Türkiye genelinde son 3 yıl içerisinde 5 bine yakın doktor ve eczacıya aromaterapi rğitimi veren Eczacı Hülya Kayhan, doğal aromaterapik ürünlerin sağlığın bir çok alanında kullanılmaya başlandığını ve tedavilerin iyi sonuçlar verdiğini söyledi.

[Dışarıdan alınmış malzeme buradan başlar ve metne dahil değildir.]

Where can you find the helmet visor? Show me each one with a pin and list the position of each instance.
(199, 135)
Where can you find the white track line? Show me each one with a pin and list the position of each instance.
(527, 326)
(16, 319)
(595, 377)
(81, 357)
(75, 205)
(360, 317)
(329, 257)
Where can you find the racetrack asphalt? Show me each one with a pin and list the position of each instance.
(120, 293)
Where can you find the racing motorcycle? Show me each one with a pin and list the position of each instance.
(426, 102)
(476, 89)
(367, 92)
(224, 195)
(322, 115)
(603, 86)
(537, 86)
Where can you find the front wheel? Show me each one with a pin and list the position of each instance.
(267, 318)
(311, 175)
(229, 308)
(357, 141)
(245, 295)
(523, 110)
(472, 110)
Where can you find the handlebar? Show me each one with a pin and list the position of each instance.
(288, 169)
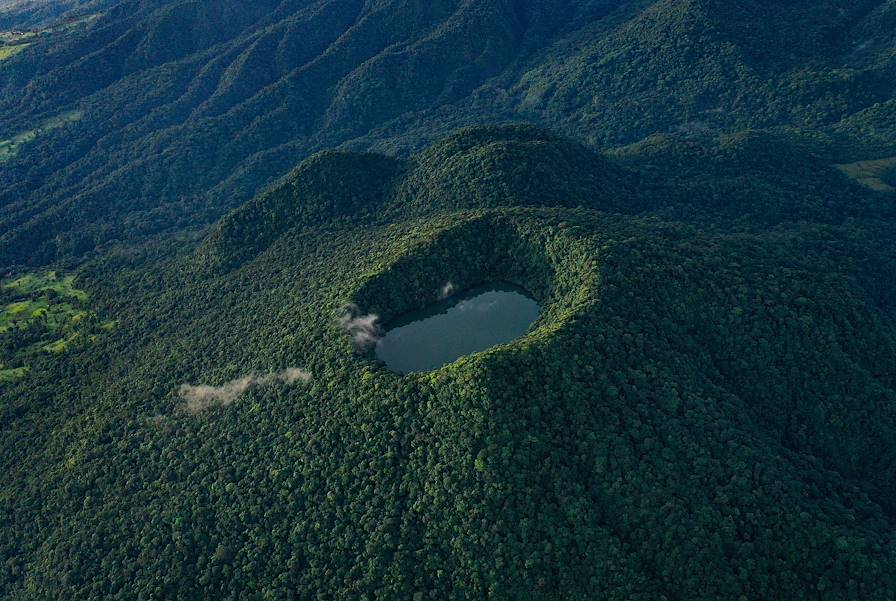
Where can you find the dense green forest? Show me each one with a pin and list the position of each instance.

Bitkilerin uçucu yağı kendisini zararlılardan korumak için veya arıları kendisine üreme amaçlı çekmek için kullandığını belirten Kayhan, ‘Bitki yaşamda kalabilmek için, üremek veya böcek ve zararlı bakterilerden korunmak için bu maddeyi salgılıyor. Aromaterapi de buradan doğuyor. Bitkiler en verimli ve en taze zamanlarında toplanıp distilasyon kazanlarına konuyor. Burada uçucu yağlar elde ediliyor. Örnek verecek olursak 4 ton gülden bir kilo yağ çıkıyor. Çok nadide, çok özel bu ürün bir bitkiye can veriyorsa, insana da aynı oranda değerli etkileri olacaktır’ dedi.
Kayhan, bitkilerle tedavi adı verilen Fitoterapinin mutlaka doktor veya eczacılar tarafından uygulanması gerektiğini söyledi. Bitkilere şifa verilirken hastaya zarar verilmemesi gerektiğini anlatan Kayhan, ‘Hastaya zarar verilmemesi için aramotarepi ve diğer fitoterapi uygulamaları doktor veya eczacılar tarafından yapılmalıdır’dedi.

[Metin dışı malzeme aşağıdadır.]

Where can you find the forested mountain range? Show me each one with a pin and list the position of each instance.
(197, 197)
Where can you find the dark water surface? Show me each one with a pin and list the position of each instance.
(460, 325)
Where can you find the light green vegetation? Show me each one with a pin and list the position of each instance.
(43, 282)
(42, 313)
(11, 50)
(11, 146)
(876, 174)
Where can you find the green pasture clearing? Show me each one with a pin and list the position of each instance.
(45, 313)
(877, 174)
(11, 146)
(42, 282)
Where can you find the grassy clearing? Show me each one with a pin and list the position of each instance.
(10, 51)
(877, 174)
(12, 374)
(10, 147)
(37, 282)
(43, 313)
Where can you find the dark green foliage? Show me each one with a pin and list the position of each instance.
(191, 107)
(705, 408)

Aktardan alınan Alıç Çayı ölümüne sebep oldu
Üç yıl önce şahit olduğu bir olayı anlatan Kayhan, ‘İstanbul’daki eczaneme gelen bir hasta kadın, aktardan Alıç Çayı alıp kullanacağını söyledi. Ben de kendisine, ‘Yüksek dozda kan sulandırıcı ilaç kullanıyorsunuz, aynı etkiye sahip bu çayı kesinlikle kullanmamalısınız’ diyerek uyardım. Çayı içen kadının ayaklarında hematom ve iç kanama gelişti. Gittiği hastanede yapılan tüm tetkiklere rağmen hastalığının oluşum nedeni ortaya çıkartılamadı. Hasta kadın doktordan çekindiği gerekçesiyle Alıç Çayı içtiğini söylememiş. Hastaneden taburcu olan kadın daha sonra benim eczaneme geldi. Çok kötü durumdaydı.’O çayı içtin değil mi’ diye sorduğumda, ‘evet içtim ama hastanede bıraktım’ yanıtını verdi. Kadının birkaç gün sonra yaşamını yitirdiği haberini aldık,çok üzüldük. İngiltere, California, İspanya ve İtalya’da 1.5 yıl boyunca eğitim alıp bilgilerimi güncelledikten sonra bu işe girdim. Aromaterapi yolculuğumuz böyle başladı’ dedi.
İbn-i Sina’nın torunlarıyız
Türkiye’nin değişik illerinde eczacılara ve doktorlara Aromaterapi Eğitimleri veren Kayhan, çok sayıda eczacılık fakültesinde de eğitim ve seminerler gerçekleştirdi. Eğitimlerde aromaterapi ürünlerinin etki mekanizmasını, nasıl formüle edildiğini ve sonuçlarını anlattığını belirten Kayhan, ‘Biz İbn-i Sina’nın torunlarıyız. Sina’nın kitapları 1600 yıllarına kadar Fransa’da okutuldu. Sina tedavilerinde en çok bitkilerin yağlarını kullanmıştır. İbn-i Sina tarihte bitki yağları tedavisi konusundaki ilk yazılı eseri bırakmıştır. Distilasyon kazanını ilk çizen simyacıdır. Hala aynı teknik biraz modernize dilerek kullanılmaktadır’ dedi.